Selecting which tables and to import (and from which schema)
Selecting which foreign keys to import;
Starting the metadata import.

Step 1: Selecting the schemas and tables

During this first step, the user can select the tables to be imported. The screen consists of two halves.

The left part shows the metadata available in the database. In the drop-down box (top left) the scheme containing the tables can be selected. In the list below the user can select one or more tables which will be imported.

The right part shows the selected tables to imported.

With the single arrow ( > ), the selected tables are added to the list of tables to import.
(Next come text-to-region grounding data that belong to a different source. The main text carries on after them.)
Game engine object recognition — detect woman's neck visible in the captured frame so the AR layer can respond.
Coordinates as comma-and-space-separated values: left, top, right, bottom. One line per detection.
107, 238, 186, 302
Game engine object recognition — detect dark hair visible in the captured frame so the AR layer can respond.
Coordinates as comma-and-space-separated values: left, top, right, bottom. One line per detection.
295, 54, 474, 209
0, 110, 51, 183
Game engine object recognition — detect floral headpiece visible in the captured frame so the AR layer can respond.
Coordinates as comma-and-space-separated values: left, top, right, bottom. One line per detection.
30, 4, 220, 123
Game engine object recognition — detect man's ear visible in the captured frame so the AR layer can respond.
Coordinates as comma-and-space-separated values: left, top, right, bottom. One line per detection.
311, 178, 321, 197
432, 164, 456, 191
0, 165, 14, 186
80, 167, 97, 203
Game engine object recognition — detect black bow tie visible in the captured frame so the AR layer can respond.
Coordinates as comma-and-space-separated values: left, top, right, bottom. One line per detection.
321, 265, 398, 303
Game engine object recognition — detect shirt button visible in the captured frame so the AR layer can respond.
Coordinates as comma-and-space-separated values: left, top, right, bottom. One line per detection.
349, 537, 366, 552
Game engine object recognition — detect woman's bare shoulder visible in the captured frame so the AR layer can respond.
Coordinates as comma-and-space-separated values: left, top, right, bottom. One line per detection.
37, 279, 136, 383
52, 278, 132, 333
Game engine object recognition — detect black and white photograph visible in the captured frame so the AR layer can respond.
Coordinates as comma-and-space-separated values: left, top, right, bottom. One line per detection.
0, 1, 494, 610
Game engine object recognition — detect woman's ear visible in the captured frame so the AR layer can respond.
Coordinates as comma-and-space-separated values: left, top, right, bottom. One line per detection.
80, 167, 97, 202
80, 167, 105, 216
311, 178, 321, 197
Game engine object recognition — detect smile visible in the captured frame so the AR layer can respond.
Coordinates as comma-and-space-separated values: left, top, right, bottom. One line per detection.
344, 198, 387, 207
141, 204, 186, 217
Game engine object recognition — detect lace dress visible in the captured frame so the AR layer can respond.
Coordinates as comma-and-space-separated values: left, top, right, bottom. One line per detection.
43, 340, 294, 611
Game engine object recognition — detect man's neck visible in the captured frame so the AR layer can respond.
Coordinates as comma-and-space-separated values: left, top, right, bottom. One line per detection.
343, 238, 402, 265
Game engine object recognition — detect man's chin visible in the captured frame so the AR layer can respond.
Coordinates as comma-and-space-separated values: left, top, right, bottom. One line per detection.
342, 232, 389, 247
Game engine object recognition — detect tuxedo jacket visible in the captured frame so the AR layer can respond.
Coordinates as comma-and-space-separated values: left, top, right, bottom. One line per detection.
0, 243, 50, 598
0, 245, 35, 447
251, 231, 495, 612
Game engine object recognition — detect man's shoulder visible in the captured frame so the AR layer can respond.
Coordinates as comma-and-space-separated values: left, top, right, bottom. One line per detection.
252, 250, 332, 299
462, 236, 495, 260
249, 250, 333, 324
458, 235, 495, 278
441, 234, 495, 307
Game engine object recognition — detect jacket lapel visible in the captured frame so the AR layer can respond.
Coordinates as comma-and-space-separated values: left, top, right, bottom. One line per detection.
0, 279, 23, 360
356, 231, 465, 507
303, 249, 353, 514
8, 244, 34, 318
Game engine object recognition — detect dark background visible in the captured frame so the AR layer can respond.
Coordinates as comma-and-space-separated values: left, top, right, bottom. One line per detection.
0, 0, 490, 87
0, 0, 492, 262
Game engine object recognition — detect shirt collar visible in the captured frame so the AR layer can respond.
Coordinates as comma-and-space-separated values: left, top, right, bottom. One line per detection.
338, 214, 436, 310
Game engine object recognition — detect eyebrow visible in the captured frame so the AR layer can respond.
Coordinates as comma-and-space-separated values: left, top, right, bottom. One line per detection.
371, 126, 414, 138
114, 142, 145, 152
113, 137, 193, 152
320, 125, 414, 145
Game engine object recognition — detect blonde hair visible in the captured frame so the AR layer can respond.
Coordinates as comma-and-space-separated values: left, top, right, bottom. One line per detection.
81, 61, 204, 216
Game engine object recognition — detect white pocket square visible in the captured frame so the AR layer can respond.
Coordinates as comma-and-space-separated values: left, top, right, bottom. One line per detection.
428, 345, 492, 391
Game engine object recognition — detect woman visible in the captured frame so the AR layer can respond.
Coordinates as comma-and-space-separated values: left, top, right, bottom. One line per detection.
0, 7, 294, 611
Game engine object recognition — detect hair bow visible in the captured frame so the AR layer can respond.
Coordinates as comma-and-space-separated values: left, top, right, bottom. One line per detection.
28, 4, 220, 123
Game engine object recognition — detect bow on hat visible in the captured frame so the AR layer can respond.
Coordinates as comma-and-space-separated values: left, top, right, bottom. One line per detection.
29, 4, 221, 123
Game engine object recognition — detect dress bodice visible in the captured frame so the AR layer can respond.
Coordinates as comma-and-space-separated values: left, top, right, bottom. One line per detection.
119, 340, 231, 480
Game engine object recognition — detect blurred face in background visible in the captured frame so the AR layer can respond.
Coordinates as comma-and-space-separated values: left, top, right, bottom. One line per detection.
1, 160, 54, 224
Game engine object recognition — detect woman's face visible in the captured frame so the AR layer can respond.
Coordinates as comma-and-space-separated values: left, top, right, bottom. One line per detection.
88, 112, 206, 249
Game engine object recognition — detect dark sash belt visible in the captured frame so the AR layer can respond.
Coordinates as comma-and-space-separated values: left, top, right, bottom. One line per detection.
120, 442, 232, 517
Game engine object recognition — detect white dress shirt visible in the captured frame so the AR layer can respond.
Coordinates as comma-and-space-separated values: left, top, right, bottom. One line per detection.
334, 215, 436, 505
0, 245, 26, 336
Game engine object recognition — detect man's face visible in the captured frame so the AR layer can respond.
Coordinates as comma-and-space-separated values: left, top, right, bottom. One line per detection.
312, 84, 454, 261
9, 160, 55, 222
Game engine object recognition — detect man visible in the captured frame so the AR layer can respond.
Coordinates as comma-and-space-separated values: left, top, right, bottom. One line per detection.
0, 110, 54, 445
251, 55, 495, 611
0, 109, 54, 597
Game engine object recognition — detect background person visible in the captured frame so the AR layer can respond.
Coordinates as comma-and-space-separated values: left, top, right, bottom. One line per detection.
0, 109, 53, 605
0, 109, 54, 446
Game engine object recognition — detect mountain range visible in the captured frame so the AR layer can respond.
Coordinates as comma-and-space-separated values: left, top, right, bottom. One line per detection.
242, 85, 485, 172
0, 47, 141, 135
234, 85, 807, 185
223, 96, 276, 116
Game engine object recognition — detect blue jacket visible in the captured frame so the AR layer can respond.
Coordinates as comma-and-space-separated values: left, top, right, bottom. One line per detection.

The double arrow ( >> ) will add all tables from the selected schema in the list of tables to import.

The Next button moves the wizard to the next step, selecting all tables moved to the right-hand side as tables to be imported.

Step 2: Selecting relations (foreign keys)

The next dialog allows the user to select the foreign key relations (FKs) to import. This dialog has the same format as the previous dialog. The list of available FK’s are derived from the selected tables. Again, the user can select one or more FK’s and add them to the list FK’s to import.

Normally, it's desirable to import all foreign key relations.

The Next button moves to the next step.

Step 3: Importing the specified metadata

The last dialog of the wizard allows the user to actually import the selected metadata (tables and FKs). By clicking on Start, the application will retrieve the selected metadata from the database.

The progress of the import can be monitored with the Progress Bar.

By clicking on Logging, the application shows the logging during import. This logging also provides input for resolving any errors that occurred during the import.

Synchronizing metadata

The Metadata Synchronization Wizard helps the user to process any changes to the data model of the target database, ensuring that anonymization can be executed on a changed data model. Synchronization can take place through a DME file or an ODBC database connection (Project Connection).

In the example below we use the ODBC Database connection.

The following screen shows a summary of the differences between the metadata from the target database and the metadata already imported into the application.

Changes may include tables, columns and Foreign Keys. In time they can be added, changed or deleted.

The Synchronization wizard does not distinguish between self-defined Foreign Keys and removed Foreign Keys from the database. They are both marked for deletion in the wizard.

By clicking next, a dialog will be opened for each type of change, where the user can decide whether he wants to process the change in his project.

These dialogs have the same format as the dialogs for importing metadata.

The last screen allows the user to process the selected changes in his project.

The progress of the synchronization can be monitored with the Progress Bar.